Chapter One Hundred and Eight
The ventilation shaft had three massive turbo-fans. The one on the surface hundreds of feet above was the largest and most powerful, whereas the two inside the vertical tunnel were smaller. All three were used to drive fresh air to the bottom of the shaft, then out into the lowest tunnel to create a circulation of air through the tunnels and back up the elevator shaft. Adebowale recalled hearing somewhere, that the reason the ventilation shaft always reached the lowest point of any mine was because it needed to flush out any residual toxins from the air that would otherwise bundle together and form dead zone. Of course, all of that was academic. What mattered now, was how to get through the second massive turbo-fan that blocked his ascent.
He’d slipped through the first turbo-fan easily enough. It had amazed him. At ten feet in diameter, the massive blades were larger than him and were able to be feathered. This meant the blades changed their angle and pitch as they spun. It also allowed the mine operators to change the direction of the airflow if they needed to extract a poisonous or flammable gas, instead of pumping oxygen rich, fresh air into the mine. When he first looked up at it, all the blades were completely folded, and years of debris and mold made the turbo-fan look no different than the rest of the tunnel’s ceilings
. Of course, it was easy to get through because he could simply move the angle of the blades and slip through. There was no choice of whether or not to bring the sea scooter, so he had to abandon it.

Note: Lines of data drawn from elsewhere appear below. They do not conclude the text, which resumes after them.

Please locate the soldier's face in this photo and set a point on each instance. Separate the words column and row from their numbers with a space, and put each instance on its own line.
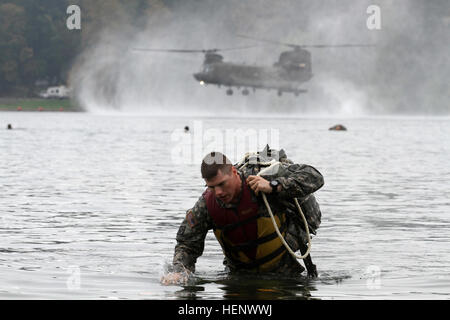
column 226, row 187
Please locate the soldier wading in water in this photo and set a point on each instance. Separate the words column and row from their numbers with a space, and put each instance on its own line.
column 233, row 208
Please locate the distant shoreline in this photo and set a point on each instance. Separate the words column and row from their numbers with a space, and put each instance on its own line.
column 38, row 105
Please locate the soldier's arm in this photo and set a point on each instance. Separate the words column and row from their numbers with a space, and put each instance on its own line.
column 191, row 237
column 298, row 181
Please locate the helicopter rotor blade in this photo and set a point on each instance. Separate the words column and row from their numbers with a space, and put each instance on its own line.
column 193, row 50
column 174, row 50
column 294, row 46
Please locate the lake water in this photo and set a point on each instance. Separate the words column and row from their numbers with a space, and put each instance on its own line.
column 90, row 206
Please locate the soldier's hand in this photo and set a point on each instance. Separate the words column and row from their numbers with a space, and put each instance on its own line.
column 175, row 278
column 259, row 184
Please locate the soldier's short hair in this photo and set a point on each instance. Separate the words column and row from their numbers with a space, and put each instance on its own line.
column 212, row 163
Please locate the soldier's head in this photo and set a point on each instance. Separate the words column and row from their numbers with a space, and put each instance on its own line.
column 221, row 177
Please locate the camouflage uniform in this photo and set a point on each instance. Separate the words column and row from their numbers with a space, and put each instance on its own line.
column 298, row 181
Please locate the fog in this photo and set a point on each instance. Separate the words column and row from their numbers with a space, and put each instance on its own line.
column 406, row 72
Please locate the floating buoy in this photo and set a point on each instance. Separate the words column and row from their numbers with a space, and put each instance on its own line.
column 338, row 127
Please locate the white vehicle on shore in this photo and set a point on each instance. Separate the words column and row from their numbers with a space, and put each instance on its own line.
column 60, row 92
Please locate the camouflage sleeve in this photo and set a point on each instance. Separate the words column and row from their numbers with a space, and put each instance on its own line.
column 298, row 181
column 191, row 237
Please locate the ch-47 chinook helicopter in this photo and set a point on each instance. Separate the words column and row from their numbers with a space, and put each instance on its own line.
column 292, row 69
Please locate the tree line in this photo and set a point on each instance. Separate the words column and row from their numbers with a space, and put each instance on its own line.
column 37, row 48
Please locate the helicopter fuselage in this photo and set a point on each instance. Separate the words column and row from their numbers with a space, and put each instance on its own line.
column 277, row 77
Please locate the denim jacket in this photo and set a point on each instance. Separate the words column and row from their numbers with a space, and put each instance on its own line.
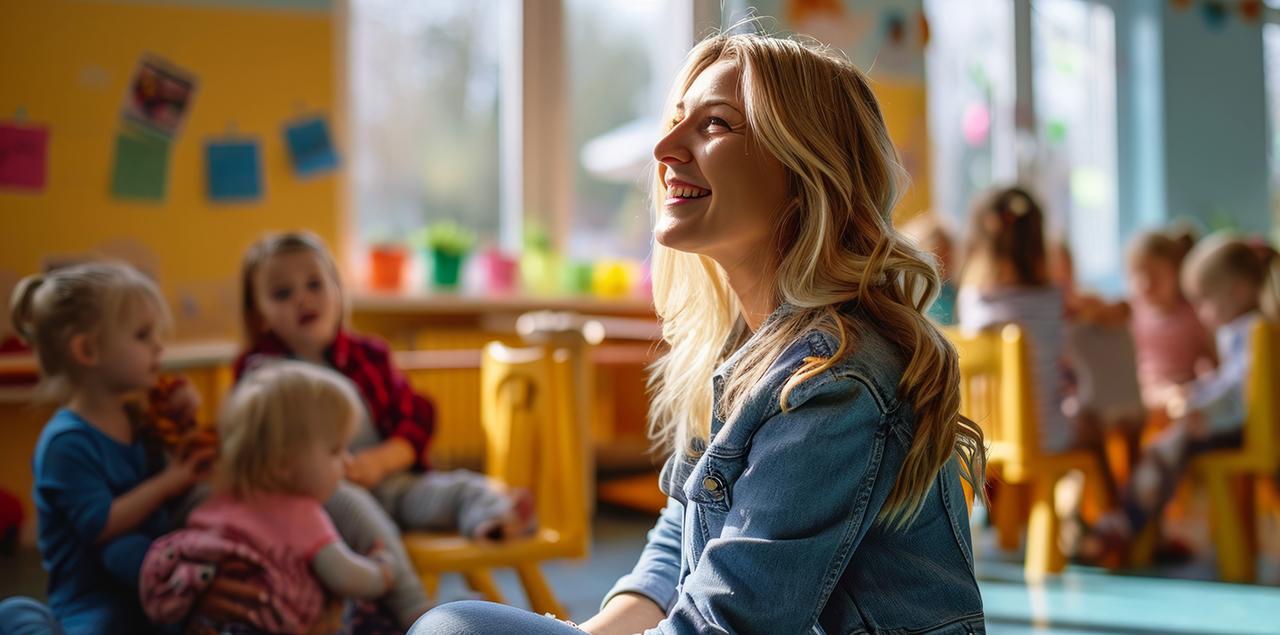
column 772, row 529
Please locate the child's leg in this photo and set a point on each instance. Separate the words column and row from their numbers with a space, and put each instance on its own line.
column 449, row 499
column 361, row 521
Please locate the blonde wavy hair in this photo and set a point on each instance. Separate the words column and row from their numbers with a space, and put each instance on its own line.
column 835, row 243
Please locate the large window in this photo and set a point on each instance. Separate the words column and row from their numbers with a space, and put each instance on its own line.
column 1075, row 126
column 425, row 88
column 617, row 82
column 1060, row 142
column 970, row 87
column 448, row 99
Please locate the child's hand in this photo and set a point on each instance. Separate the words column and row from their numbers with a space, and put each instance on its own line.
column 188, row 467
column 365, row 469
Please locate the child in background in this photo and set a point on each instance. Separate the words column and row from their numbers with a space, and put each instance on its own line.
column 931, row 234
column 99, row 490
column 1225, row 281
column 293, row 307
column 1006, row 279
column 1169, row 338
column 284, row 433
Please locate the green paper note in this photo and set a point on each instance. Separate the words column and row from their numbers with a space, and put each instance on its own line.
column 141, row 167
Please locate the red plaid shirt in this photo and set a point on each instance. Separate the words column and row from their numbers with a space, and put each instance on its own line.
column 394, row 409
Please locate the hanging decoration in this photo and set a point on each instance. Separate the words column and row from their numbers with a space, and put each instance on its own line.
column 1251, row 10
column 1214, row 13
column 1217, row 13
column 895, row 27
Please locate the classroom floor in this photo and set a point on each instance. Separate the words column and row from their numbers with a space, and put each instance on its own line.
column 1079, row 602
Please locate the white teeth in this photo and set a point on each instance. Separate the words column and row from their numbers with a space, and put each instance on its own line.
column 689, row 192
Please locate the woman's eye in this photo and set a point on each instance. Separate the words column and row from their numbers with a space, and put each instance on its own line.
column 716, row 120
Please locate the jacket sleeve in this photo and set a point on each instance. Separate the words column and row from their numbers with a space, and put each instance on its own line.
column 657, row 572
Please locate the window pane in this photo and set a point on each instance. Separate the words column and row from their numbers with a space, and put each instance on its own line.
column 424, row 100
column 617, row 82
column 1075, row 108
column 970, row 91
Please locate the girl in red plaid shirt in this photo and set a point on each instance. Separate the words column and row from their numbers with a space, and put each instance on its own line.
column 293, row 307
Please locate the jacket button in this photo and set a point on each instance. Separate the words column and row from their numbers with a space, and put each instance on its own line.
column 714, row 487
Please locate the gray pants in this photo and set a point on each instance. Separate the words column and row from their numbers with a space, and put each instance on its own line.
column 435, row 501
column 361, row 522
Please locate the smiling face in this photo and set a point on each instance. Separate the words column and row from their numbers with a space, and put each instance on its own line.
column 723, row 191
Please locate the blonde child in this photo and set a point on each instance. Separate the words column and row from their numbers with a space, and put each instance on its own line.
column 100, row 490
column 283, row 434
column 1229, row 284
column 1169, row 339
column 293, row 307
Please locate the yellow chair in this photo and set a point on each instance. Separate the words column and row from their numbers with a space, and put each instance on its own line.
column 534, row 439
column 996, row 391
column 1233, row 478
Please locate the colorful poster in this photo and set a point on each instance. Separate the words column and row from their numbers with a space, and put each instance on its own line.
column 141, row 169
column 233, row 170
column 159, row 96
column 310, row 146
column 23, row 156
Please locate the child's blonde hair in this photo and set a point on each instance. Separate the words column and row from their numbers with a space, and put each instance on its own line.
column 275, row 410
column 263, row 251
column 49, row 310
column 1159, row 246
column 1221, row 257
column 1006, row 227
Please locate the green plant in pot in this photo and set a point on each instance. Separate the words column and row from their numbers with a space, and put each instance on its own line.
column 446, row 246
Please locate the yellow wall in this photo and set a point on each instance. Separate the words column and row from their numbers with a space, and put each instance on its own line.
column 68, row 64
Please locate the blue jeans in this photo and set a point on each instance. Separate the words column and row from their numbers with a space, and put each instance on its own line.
column 24, row 616
column 472, row 617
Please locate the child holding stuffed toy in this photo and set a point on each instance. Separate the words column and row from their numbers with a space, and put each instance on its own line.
column 284, row 435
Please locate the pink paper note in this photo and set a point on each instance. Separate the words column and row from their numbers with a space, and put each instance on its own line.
column 23, row 156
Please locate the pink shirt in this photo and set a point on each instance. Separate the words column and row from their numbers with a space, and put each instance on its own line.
column 1168, row 346
column 287, row 531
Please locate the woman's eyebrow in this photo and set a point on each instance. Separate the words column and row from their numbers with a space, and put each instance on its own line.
column 713, row 101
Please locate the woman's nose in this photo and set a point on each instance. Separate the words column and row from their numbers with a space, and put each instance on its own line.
column 671, row 149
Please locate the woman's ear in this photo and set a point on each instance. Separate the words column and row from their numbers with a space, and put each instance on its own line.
column 83, row 348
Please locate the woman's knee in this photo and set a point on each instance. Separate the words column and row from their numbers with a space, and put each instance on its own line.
column 453, row 617
column 471, row 617
column 24, row 616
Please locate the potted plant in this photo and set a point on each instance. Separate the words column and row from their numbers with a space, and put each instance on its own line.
column 387, row 263
column 446, row 245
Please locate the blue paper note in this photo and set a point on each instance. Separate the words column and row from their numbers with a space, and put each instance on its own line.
column 310, row 146
column 234, row 170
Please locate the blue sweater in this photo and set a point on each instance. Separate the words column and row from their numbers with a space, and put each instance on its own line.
column 78, row 473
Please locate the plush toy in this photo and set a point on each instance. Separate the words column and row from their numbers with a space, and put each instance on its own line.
column 177, row 434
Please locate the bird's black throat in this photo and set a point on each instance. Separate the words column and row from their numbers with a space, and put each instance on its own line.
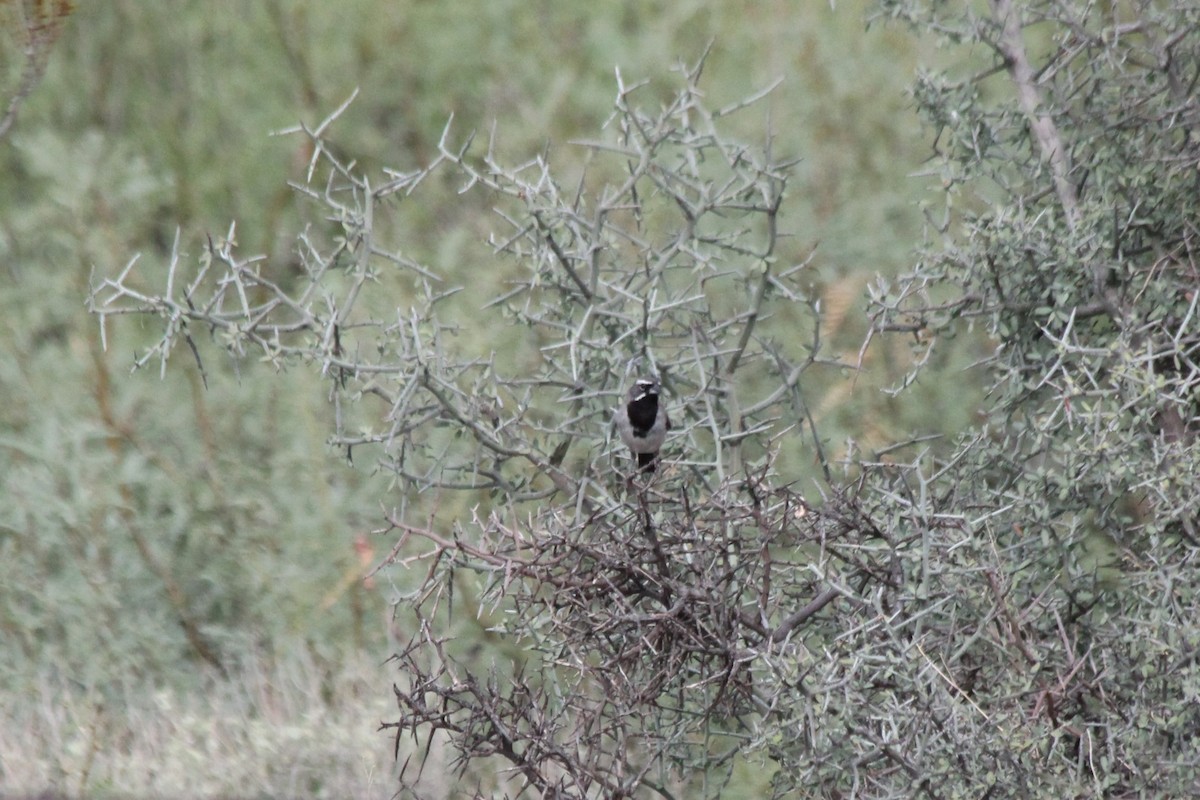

He ascended rapidly, without any fear of an acute decompression sickness. He didn’t have time to ascend slowly, taking the necessary decompression stops. Adebowale didn’t even wonder what would happen to Sam and Tom. What did it concern him whether they lived or died? They had served their purpose. He felt no guilt or happiness in leaving them. He didn’t have time to explain what needed to happen. Besides, what he was about to do was bigger than them, bigger than him – it was the most important single thing a human being could do for the world. He was going to categorically change the future of the human race.
He stopped after ascending approximately eighty feet. His movement was stopped again by an obstruction in the shaft – this time, by the second turbo-fan. This one was almost identical to the first, but there had been so much corrosion to the blades that they no longer feathered.
Adebowale pulled on the first blade, the same as he had done with the first, but nothing happened. He swam to the furthermost edge of the propeller, trying to use the increased leverage to move it. With his legs pressed against the metal sides, he pushed hard with his legs and pulled with his arms. The massive muscles of his arms strained, but nothing happened.
He tried each of the other blades and found none of them could be coerced to move. Adebowale removed his dive knife and used it to chip away at the rust where the fan-blade normally swiveled. He tried to move the fan again, but it was rusted solid.
Frustrated, Adebowale jammed the knife into the rusted section and then removed his dive tank. The aluminum tank moved quickly through the water. With the regulator still in his mouth he rammed the heavy dive tank into the knife. On the first attempt, the knife split just past the handle. Adebowale felt the rush of adrenalin sending him berserk. This wasn’t how he was going to die – trapped in an old ventilation shaft, stuck beneath a rusty propeller blade. He pulled back on the tank and rammed it into the same section again, and again. He lost track of how many times he struck the damned blade, but eventually he rammed the dive tank into the weakened edge of the fan-blade and it simply drove right through.